In a final debate this week, Alvarado Quesada criticized his opponent's governance plan as "poor," and lacking in concrete measures, reports EFE.
- Even in a Venezuela increasingly accustomed to tragedy, the jail fire that claimed at least 68 lives this week is jarring, reports the New York Times. (See yesterday's briefs.) Accounts so far indicate that gangs running the overcrowded jail were holding a party and fought with a guard. Police set fire to mattresses, which started a blaze that spread through the cells. And families outside demanding answers clashed with police and were tear gassed. Yesterday the United Nations human rights office criticized the attack on the relatives and reiterated reproach regarding dire conditions in prisons.

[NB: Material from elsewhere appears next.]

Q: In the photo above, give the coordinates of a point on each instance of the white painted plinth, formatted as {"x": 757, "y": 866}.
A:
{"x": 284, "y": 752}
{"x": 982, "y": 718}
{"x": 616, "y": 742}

Experts such as Roberto Briceño-León, the head of the Venezuelan Violence Observatory, point to associated problems such as the country's reliance on temporary holding cells.
- Switzerland announced sanctions against Venezuelan individuals, including seven Venezuelan ministers and high-ranking officials, reports Reuters.
- A Brazilian judge ordered Facebook to pull fake news published about assassinated Rio de Janeiro councilwoman Marielle Franco. Judge Jorge Novelle wrote that his decision targeted "propagation of crimes like slander against the dead, and hatred and racial and gender prejudice against someone who can no longer defend herself," reports the AFP. (See Monday's briefs.)
- Colombia blocked access to a cell phone app it said might be connected with Cambridge Analytica, reports Reuters.
- Peru's new president, Martín Vizcarra, will name opposition lawmaker Cesar Villanueva as his prime minister next week, according to Reuters. The move is aimed at bridging increasingly polarized political divides. Villanueva is characterized as a centrist who has worked with parties on the left and right, and led calls to impeach former president Pedro Pablo Kuczynski on charges of corruption.
- Last week Chile's new conservative government altered the protocols on a recent law decriminalizing abortion. The changes allow private institutions that deny women the possibility of carrying out an abortion to continue to receive public subsidies. Critics say the "conscientious objector" rule will effectively reduce access to legal abortions, reports EFE.
- About a third of Brazil's cabinet will resign over the next week in order to start campaigning for Congressional seats in October's election, reports Reuters.
- Police arrested two close friends of Brazilian President Michel Temer yesterday, in an investigation into alleged corruption in relation to a port concession, reports Reuters.
- Six people have been arrested in connection with the murder of a Mexican journalist in the northern border city of Nuevo Laredo, reports EFE.
- Diplomatic sparring aside, Mexico and the U.S. are teaming up with Colombia to target drug smugglers off South America’s Pacific coast in an operation that starts on Sunday, reports the Associated Press.
- This week at InSight Crime Managing Editor Josefina Salomón and Senior Editor Mike LaSusa discuss the latest developments in the never-ending Odebrecht scandal and its impacts on politics around the region.